Top fund manager Brian Frank believes that the current tech-driven market rally is not sustainable and will eventually come to an end. He draws parallels with the hype and subsequent crash of the market in 2021 and the tech bubble of 1999/2000. He is convinced that a recession is imminent, and investors are overlooking reliable predictors such as an inverted yield curve and negative leading economic indicators.
Brian Frank has kept his Frank Value Fund (FRNKX) invested heavily in mid-cap value stocks that he thinks are currently underappreciated by investors. Mid-caps are companies with market caps between $2 billion and $10 billion. Despite the market’s current focus on growth stocks, Frank’s mid-cap fund has outperformed 74% of its peers in 2023, according to Morningstar.
Frank is expecting the value rally to make a comeback in the coming months as valuations come back to focus while the economy continues to weaken. He is currently gravitating towards companies in the consumer staples and electric utilities sectors as they appear to be recession-resistant.

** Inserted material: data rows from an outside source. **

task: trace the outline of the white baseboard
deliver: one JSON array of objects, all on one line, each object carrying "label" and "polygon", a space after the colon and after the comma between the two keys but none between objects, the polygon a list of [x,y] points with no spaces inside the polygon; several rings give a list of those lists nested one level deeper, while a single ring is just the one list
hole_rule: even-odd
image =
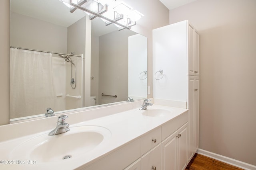
[{"label": "white baseboard", "polygon": [[246,170],[256,170],[256,166],[228,157],[199,149],[197,153]]}]

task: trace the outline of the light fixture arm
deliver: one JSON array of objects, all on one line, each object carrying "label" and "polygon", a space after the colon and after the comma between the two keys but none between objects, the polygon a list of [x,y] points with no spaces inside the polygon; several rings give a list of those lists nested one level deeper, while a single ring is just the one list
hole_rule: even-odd
[{"label": "light fixture arm", "polygon": [[86,9],[86,8],[84,8],[82,6],[81,6],[79,5],[78,5],[77,4],[74,3],[73,3],[72,2],[72,0],[71,0],[71,3],[70,3],[70,5],[72,5],[72,6],[74,6],[74,7],[76,8],[77,8],[78,9],[80,9],[81,10],[83,10],[84,11],[88,12],[91,14],[92,14],[94,15],[94,16],[97,16],[98,17],[100,17],[100,18],[103,18],[103,19],[106,20],[108,21],[109,21],[111,22],[112,23],[115,23],[116,24],[117,24],[118,25],[119,25],[119,26],[121,26],[122,27],[123,27],[124,28],[126,28],[126,29],[130,29],[131,28],[131,27],[128,27],[128,26],[126,26],[126,25],[124,25],[123,24],[121,24],[121,23],[118,23],[118,22],[117,22],[117,21],[114,21],[113,20],[112,20],[111,19],[108,18],[107,17],[105,17],[104,16],[102,16],[102,15],[101,15],[100,14],[97,14],[97,13],[96,13],[96,12],[94,12],[93,11],[91,11],[90,10],[88,10],[88,9]]}]

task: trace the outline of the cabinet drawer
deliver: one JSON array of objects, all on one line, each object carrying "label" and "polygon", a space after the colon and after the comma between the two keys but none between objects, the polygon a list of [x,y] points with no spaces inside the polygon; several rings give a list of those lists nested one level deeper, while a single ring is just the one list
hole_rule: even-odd
[{"label": "cabinet drawer", "polygon": [[161,143],[141,157],[141,170],[161,170]]},{"label": "cabinet drawer", "polygon": [[141,138],[141,155],[159,143],[161,140],[161,127],[142,136]]},{"label": "cabinet drawer", "polygon": [[163,140],[188,122],[188,111],[167,122],[162,126],[162,139]]},{"label": "cabinet drawer", "polygon": [[141,169],[140,158],[131,164],[124,170],[140,170]]}]

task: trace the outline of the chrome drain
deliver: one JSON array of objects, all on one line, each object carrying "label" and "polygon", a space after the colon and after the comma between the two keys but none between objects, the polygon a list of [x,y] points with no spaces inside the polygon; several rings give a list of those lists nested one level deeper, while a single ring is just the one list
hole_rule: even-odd
[{"label": "chrome drain", "polygon": [[62,158],[62,159],[68,159],[69,158],[70,158],[71,157],[71,155],[66,155]]}]

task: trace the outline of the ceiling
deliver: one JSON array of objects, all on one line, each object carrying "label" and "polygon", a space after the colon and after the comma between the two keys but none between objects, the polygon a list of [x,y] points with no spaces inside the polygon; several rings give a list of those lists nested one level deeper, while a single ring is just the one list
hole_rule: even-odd
[{"label": "ceiling", "polygon": [[159,0],[167,8],[172,10],[196,0]]}]

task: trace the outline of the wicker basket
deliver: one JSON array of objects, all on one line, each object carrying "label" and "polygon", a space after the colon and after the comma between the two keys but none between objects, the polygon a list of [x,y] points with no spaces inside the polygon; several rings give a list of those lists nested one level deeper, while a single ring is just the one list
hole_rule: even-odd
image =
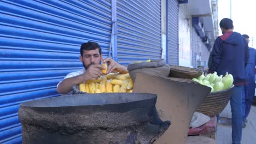
[{"label": "wicker basket", "polygon": [[233,87],[209,93],[196,110],[210,117],[220,113],[226,107],[232,95]]},{"label": "wicker basket", "polygon": [[186,79],[197,78],[202,75],[202,71],[182,66],[170,65],[171,67],[169,77]]}]

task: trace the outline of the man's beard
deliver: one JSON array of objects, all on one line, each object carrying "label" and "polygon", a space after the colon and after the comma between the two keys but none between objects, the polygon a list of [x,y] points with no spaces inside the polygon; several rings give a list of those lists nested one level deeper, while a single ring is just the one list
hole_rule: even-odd
[{"label": "man's beard", "polygon": [[[99,64],[100,64],[100,62]],[[90,67],[90,66],[91,66],[91,65],[94,65],[94,64],[96,64],[96,63],[91,63],[88,64],[88,65],[85,65],[85,64],[84,64],[84,61],[83,61],[83,66],[84,66],[84,68],[86,70],[87,70],[87,69],[88,69],[88,68]]]}]

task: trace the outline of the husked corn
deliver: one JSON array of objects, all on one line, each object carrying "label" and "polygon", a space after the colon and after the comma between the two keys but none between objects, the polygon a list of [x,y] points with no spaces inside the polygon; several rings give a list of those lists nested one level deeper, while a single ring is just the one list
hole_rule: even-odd
[{"label": "husked corn", "polygon": [[94,82],[91,82],[89,83],[89,89],[90,89],[90,92],[91,93],[94,93],[95,92],[96,86],[95,86],[95,83]]},{"label": "husked corn", "polygon": [[123,84],[123,81],[116,79],[112,80],[110,82],[113,85],[117,85],[119,86],[121,86]]},{"label": "husked corn", "polygon": [[101,92],[102,93],[104,93],[106,92],[106,86],[105,86],[105,85],[103,84],[103,83],[100,83],[100,85],[99,85],[99,88],[100,88],[100,89],[101,90]]},{"label": "husked corn", "polygon": [[91,80],[89,80],[86,81],[85,82],[86,83],[91,83],[91,82],[96,83],[96,82],[100,82],[100,81],[101,81],[101,79],[92,79]]},{"label": "husked corn", "polygon": [[102,65],[104,66],[105,68],[101,69],[101,71],[104,74],[107,74],[107,70],[108,70],[108,65],[107,65],[107,63],[102,63]]},{"label": "husked corn", "polygon": [[95,92],[94,92],[94,93],[101,93],[101,89],[98,89],[98,88],[97,88],[95,89]]},{"label": "husked corn", "polygon": [[106,75],[105,75],[104,76],[106,77],[107,77],[107,79],[108,79],[108,80],[109,79],[113,79],[115,77],[115,76],[119,74],[119,73],[109,73]]},{"label": "husked corn", "polygon": [[120,86],[119,85],[114,85],[113,87],[113,93],[118,93],[119,91]]},{"label": "husked corn", "polygon": [[95,83],[95,88],[96,88],[96,89],[99,88],[99,87],[98,87],[99,85],[100,85],[100,84],[98,83]]},{"label": "husked corn", "polygon": [[127,89],[126,92],[127,92],[127,93],[132,93],[132,89]]},{"label": "husked corn", "polygon": [[80,91],[83,92],[86,92],[86,89],[85,87],[85,83],[84,82],[82,82],[79,84],[79,90]]},{"label": "husked corn", "polygon": [[104,85],[106,85],[106,83],[107,82],[107,79],[106,77],[106,76],[102,76],[101,77],[101,82],[100,83],[102,83]]},{"label": "husked corn", "polygon": [[90,88],[89,87],[89,84],[88,83],[85,83],[85,89],[86,89],[86,93],[90,93]]},{"label": "husked corn", "polygon": [[124,81],[124,80],[126,79],[126,77],[125,77],[124,75],[120,74],[120,75],[116,75],[115,76],[115,79],[119,80]]},{"label": "husked corn", "polygon": [[108,80],[106,83],[106,91],[107,93],[113,93],[113,85],[110,83],[111,80]]}]

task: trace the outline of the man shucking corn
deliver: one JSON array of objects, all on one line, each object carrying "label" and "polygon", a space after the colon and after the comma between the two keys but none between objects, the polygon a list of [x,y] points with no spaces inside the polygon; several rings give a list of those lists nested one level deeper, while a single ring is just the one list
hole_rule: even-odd
[{"label": "man shucking corn", "polygon": [[[73,85],[78,85],[80,83],[92,79],[98,79],[101,76],[104,75],[103,73],[106,74],[117,72],[120,74],[128,73],[126,67],[121,65],[110,58],[103,59],[101,47],[97,43],[88,41],[82,44],[80,53],[80,61],[83,63],[84,68],[68,74],[63,80],[59,82],[57,85],[57,91],[62,95],[71,94]],[[100,64],[101,61],[104,63],[104,66]],[[108,64],[107,69],[106,68],[107,65],[106,63]],[[103,70],[102,71],[102,69]],[[96,89],[96,86],[95,86]],[[94,88],[94,86],[91,87]],[[97,90],[97,92],[98,92]]]}]

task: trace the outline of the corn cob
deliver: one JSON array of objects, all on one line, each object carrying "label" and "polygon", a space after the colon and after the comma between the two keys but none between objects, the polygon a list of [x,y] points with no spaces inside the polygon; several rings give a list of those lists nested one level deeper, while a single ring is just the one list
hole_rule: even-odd
[{"label": "corn cob", "polygon": [[110,82],[113,85],[117,85],[119,86],[121,86],[123,84],[123,81],[121,80],[116,79],[112,80]]},{"label": "corn cob", "polygon": [[107,74],[107,70],[108,70],[108,65],[107,65],[107,63],[102,63],[102,66],[104,66],[105,67],[104,69],[101,69],[101,71],[104,74]]},{"label": "corn cob", "polygon": [[102,93],[104,93],[106,92],[106,86],[103,83],[100,83],[99,85],[99,88],[101,89],[101,92]]},{"label": "corn cob", "polygon": [[125,75],[123,74],[120,74],[120,75],[115,76],[115,79],[119,80],[124,81],[124,80],[126,79],[126,77],[125,77]]},{"label": "corn cob", "polygon": [[88,83],[85,83],[85,89],[86,89],[86,93],[90,93],[90,88],[89,87],[89,84]]},{"label": "corn cob", "polygon": [[125,93],[126,92],[126,87],[128,85],[128,81],[127,80],[124,80],[123,82],[123,85],[121,87],[119,88],[118,91],[119,93]]},{"label": "corn cob", "polygon": [[99,82],[100,81],[101,81],[101,79],[92,79],[86,81],[85,82],[86,83],[91,83],[91,82],[96,83],[96,82]]},{"label": "corn cob", "polygon": [[127,93],[132,93],[132,89],[127,89]]},{"label": "corn cob", "polygon": [[101,93],[101,89],[97,88],[95,89],[95,92],[94,92],[94,93]]},{"label": "corn cob", "polygon": [[131,79],[131,77],[130,76],[129,73],[127,73],[125,74],[125,76],[126,77],[126,79]]},{"label": "corn cob", "polygon": [[94,93],[95,89],[96,89],[96,86],[95,86],[95,83],[94,82],[91,82],[89,83],[89,89],[90,89],[90,92],[91,93]]},{"label": "corn cob", "polygon": [[80,91],[82,91],[83,92],[86,92],[86,89],[85,88],[85,83],[84,82],[82,82],[79,84],[79,90]]},{"label": "corn cob", "polygon": [[133,83],[131,79],[128,79],[128,85],[127,85],[127,89],[131,89],[133,87]]},{"label": "corn cob", "polygon": [[119,91],[120,86],[119,85],[114,85],[113,87],[113,93],[118,93]]},{"label": "corn cob", "polygon": [[100,83],[102,83],[104,85],[106,85],[106,82],[107,82],[107,77],[106,77],[105,76],[102,76],[101,77]]},{"label": "corn cob", "polygon": [[108,93],[113,93],[113,85],[110,83],[111,80],[108,80],[106,83],[106,91]]},{"label": "corn cob", "polygon": [[105,75],[105,77],[107,77],[107,79],[113,79],[115,77],[115,76],[119,74],[119,73],[109,73],[106,75]]},{"label": "corn cob", "polygon": [[95,83],[95,88],[96,88],[96,89],[99,88],[99,87],[98,87],[99,85],[100,85],[100,84],[98,83]]}]

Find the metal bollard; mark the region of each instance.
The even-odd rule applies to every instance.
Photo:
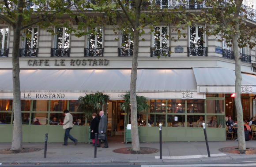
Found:
[[[45,134],[45,154],[44,158],[46,158],[46,152],[47,151],[47,141],[48,140],[48,134]]]
[[[208,139],[207,139],[207,134],[205,130],[205,123],[203,123],[203,133],[204,133],[204,138],[205,138],[205,142],[206,142],[206,147],[207,147],[207,152],[208,153],[208,157],[210,157],[210,150],[209,150],[209,145],[208,145]]]
[[[97,142],[98,139],[98,134],[95,133],[95,138],[94,138],[94,141],[95,142],[94,143],[94,158],[97,158]]]
[[[159,124],[159,144],[160,144],[160,160],[162,159],[162,124]]]

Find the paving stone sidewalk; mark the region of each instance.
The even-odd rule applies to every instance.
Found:
[[[247,147],[256,148],[256,141],[246,142]],[[0,143],[0,149],[9,148],[11,143]],[[102,145],[103,146],[103,144]],[[141,143],[141,147],[159,149],[159,143]],[[188,158],[184,156],[181,159],[156,159],[159,152],[143,155],[119,154],[113,150],[124,147],[131,147],[131,144],[110,142],[109,148],[98,148],[97,158],[94,158],[94,147],[91,144],[79,143],[76,145],[72,143],[67,146],[60,143],[48,143],[47,158],[44,158],[43,149],[39,151],[18,154],[0,154],[0,163],[10,164],[72,164],[72,163],[168,163],[171,162],[208,161],[233,160],[255,160],[256,155],[240,155],[222,152],[218,149],[226,147],[237,146],[238,142],[233,141],[211,142],[209,142],[211,154],[225,153],[220,156]],[[44,148],[44,143],[23,143],[24,148]],[[162,156],[175,157],[178,156],[190,156],[207,155],[205,142],[167,142],[162,143]]]

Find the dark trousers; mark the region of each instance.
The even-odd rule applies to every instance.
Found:
[[[75,141],[77,141],[75,138],[74,138],[69,134],[69,131],[72,129],[72,127],[69,127],[68,128],[66,129],[66,131],[65,131],[65,137],[64,137],[64,144],[67,145],[68,145],[68,138],[69,138],[71,140],[72,140],[73,142],[75,142]]]

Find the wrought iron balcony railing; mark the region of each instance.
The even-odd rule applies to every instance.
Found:
[[[252,62],[252,57],[250,55],[242,53],[240,53],[240,55],[241,62],[248,63]],[[222,49],[222,58],[234,60],[234,52],[229,50]]]
[[[104,48],[102,47],[85,48],[84,57],[103,56]]]
[[[207,47],[188,47],[188,56],[207,56]]]
[[[70,48],[51,48],[51,57],[69,57]]]
[[[150,56],[170,56],[169,47],[151,47]]]
[[[8,57],[9,49],[0,49],[0,57],[7,58]]]
[[[256,22],[256,10],[245,5],[242,5],[241,7],[245,10],[246,12],[243,12],[240,15],[244,15],[246,14],[248,19]]]
[[[118,56],[132,56],[133,50],[131,48],[119,47],[118,48]]]
[[[38,49],[19,49],[19,57],[38,57]]]

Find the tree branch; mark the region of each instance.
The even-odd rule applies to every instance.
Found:
[[[130,16],[129,16],[129,15],[128,15],[128,14],[127,13],[127,11],[124,9],[124,5],[123,5],[123,4],[122,4],[122,2],[121,2],[121,1],[120,0],[118,0],[118,3],[119,3],[119,4],[120,5],[120,6],[121,6],[121,7],[122,8],[122,9],[123,10],[123,11],[124,11],[124,14],[125,14],[125,15],[127,17],[127,18],[128,19],[128,20],[129,21],[129,22],[130,22],[130,23],[131,24],[131,25],[133,27],[133,29],[135,29],[135,26],[133,24],[133,22],[132,22],[132,19],[130,18]],[[118,9],[117,9],[117,10]]]

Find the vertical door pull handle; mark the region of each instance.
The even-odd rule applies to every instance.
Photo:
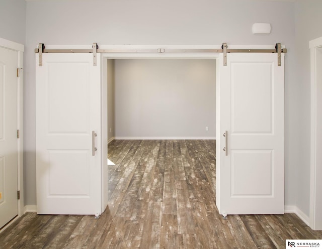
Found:
[[[226,156],[228,156],[228,132],[226,131],[222,136],[225,137],[225,147],[223,150]]]
[[[97,137],[97,134],[95,131],[92,132],[92,155],[95,156],[95,152],[97,151],[97,148],[95,147],[95,137]]]

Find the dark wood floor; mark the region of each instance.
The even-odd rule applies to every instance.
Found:
[[[322,239],[296,215],[229,215],[215,205],[215,142],[118,140],[109,145],[109,207],[93,216],[27,213],[1,248],[275,248]]]

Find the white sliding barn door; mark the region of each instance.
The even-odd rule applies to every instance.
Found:
[[[283,213],[284,55],[282,66],[276,54],[227,58],[227,66],[222,54],[218,62],[217,207],[221,214]]]
[[[36,55],[38,214],[102,212],[100,55]]]

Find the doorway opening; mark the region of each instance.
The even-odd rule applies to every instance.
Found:
[[[322,229],[322,37],[310,42],[311,50],[311,168],[310,226]]]
[[[204,140],[215,159],[216,57],[137,55],[103,55],[103,82],[114,83],[106,87],[108,143],[137,140],[144,146],[164,140],[183,146],[185,141],[192,146],[196,145],[193,140]],[[215,177],[212,178],[214,193]]]

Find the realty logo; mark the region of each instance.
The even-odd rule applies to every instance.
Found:
[[[291,247],[296,247],[295,246],[295,242],[291,242],[291,241],[287,241],[287,244],[288,244],[288,246]]]

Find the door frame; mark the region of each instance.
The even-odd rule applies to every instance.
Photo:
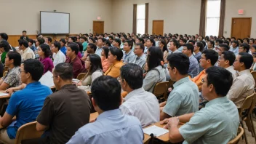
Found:
[[[250,33],[249,33],[249,36],[251,37],[251,32],[252,32],[252,17],[232,17],[231,19],[231,37],[232,37],[233,36],[233,19],[247,19],[249,18],[249,21],[250,21],[250,27],[249,27],[249,31],[250,31]]]
[[[104,33],[104,27],[105,27],[105,23],[104,23],[104,21],[99,21],[99,20],[93,20],[92,21],[92,33],[94,33],[94,29],[95,29],[95,28],[94,28],[94,25],[93,25],[93,23],[95,23],[95,22],[103,22],[103,33]],[[96,34],[96,33],[95,33]]]
[[[153,34],[153,22],[154,21],[162,21],[163,22],[163,34],[161,34],[161,35],[164,35],[164,20],[153,20],[152,21],[152,34]]]

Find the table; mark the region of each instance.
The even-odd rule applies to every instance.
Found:
[[[178,128],[180,128],[180,127],[181,126],[183,126],[183,124],[184,124],[183,123],[180,123],[180,122],[179,125],[177,126]],[[151,125],[150,125],[150,126],[148,126],[148,127],[149,127],[153,126],[153,125],[155,125],[155,126],[157,126],[157,127],[159,127],[163,128],[163,127],[166,125],[166,124],[160,124],[160,121],[159,121],[159,122],[156,122],[156,123],[155,123],[155,124],[151,124]],[[146,127],[145,127],[145,128],[146,128]],[[145,139],[145,137],[146,137],[146,138],[148,138],[148,137],[151,138],[151,136],[148,135],[147,134],[144,134],[144,140]],[[164,134],[164,135],[160,135],[159,137],[155,137],[155,138],[159,139],[159,140],[161,140],[161,141],[163,141],[163,142],[165,142],[165,143],[169,142],[169,132],[167,132],[167,133],[166,133],[166,134]]]

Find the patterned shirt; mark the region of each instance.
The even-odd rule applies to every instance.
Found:
[[[193,55],[189,57],[189,69],[188,69],[188,75],[193,78],[199,75],[199,63]]]
[[[9,69],[7,75],[1,78],[9,87],[16,87],[21,84],[20,69],[19,66]]]

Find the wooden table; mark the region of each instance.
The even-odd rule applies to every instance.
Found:
[[[178,128],[180,128],[181,126],[183,126],[184,124],[183,123],[180,123],[179,125],[178,125]],[[159,122],[156,122],[152,125],[150,125],[150,126],[148,126],[145,128],[147,128],[147,127],[149,127],[151,126],[153,126],[153,125],[155,125],[155,126],[157,126],[157,127],[161,127],[163,128],[166,124],[160,124],[160,121]],[[144,140],[148,137],[151,138],[151,136],[148,135],[147,134],[144,134]],[[155,137],[156,139],[159,139],[163,142],[165,142],[165,143],[168,143],[169,142],[169,132],[164,134],[164,135],[160,135],[159,137]]]

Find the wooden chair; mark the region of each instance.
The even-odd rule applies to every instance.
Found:
[[[239,110],[239,117],[240,117],[240,124],[241,124],[243,129],[244,129],[243,121],[247,120],[249,116],[249,112],[250,108],[252,106],[252,100],[253,100],[253,97],[254,97],[255,95],[255,92],[253,92],[252,95],[247,97],[245,98],[244,101],[243,102],[243,103],[241,104],[241,108]],[[247,141],[247,135],[245,135],[245,133],[244,133],[244,136],[245,138],[245,143],[247,144],[248,141]]]
[[[228,144],[237,144],[239,142],[239,140],[241,137],[244,135],[244,129],[241,127],[239,127],[239,129],[237,130],[237,136],[234,139],[229,141]]]
[[[168,88],[169,81],[159,82],[156,84],[155,87],[153,88],[153,94],[155,95],[156,97],[163,95],[165,100],[167,100]]]
[[[15,144],[20,144],[22,140],[40,138],[44,132],[36,129],[36,121],[22,125],[17,131]]]
[[[77,76],[76,79],[79,79],[79,80],[82,79],[84,77],[85,74],[86,74],[86,73],[79,73],[79,76]]]
[[[256,84],[256,71],[252,71],[251,73],[252,73],[252,77],[253,77],[253,79],[255,79],[255,84]],[[255,87],[256,87],[256,86],[255,86]]]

Here are seven stocks that Frank is bullish on right now as value makes a comeback in a recession:
1. Brinker International (EAT) – Market Cap: $2.7b | P/E ratio: 18.3
2. Compass Minerals (CMP) – Market Cap: $1.5b | P/E ratio: 14.1
3. Enlink Midstream (ENLC) – Market Cap: $3.1b | P/E ratio: 22.9
4. Papa John’s International (PZZA) – Market Cap: $3.9b | P/E ratio: 13.9
5. Sprouts Farmers Market (SFM) – Market Cap: $2.7b | P/E ratio: 14.8
6. The Southern Company (SO) – Market Cap: $70.6b | P/E ratio: 17.6
7. Waste Connections (WCN) – Market Cap: $33.8b | P/E ratio: 38.4
As always, Frank focuses on finding high quality and cheap small- and mid-cap companies with strong leadership teams. The key to his strategy is maintaining a concentrated portfolio that contains just 25 to 35 positions at any given time.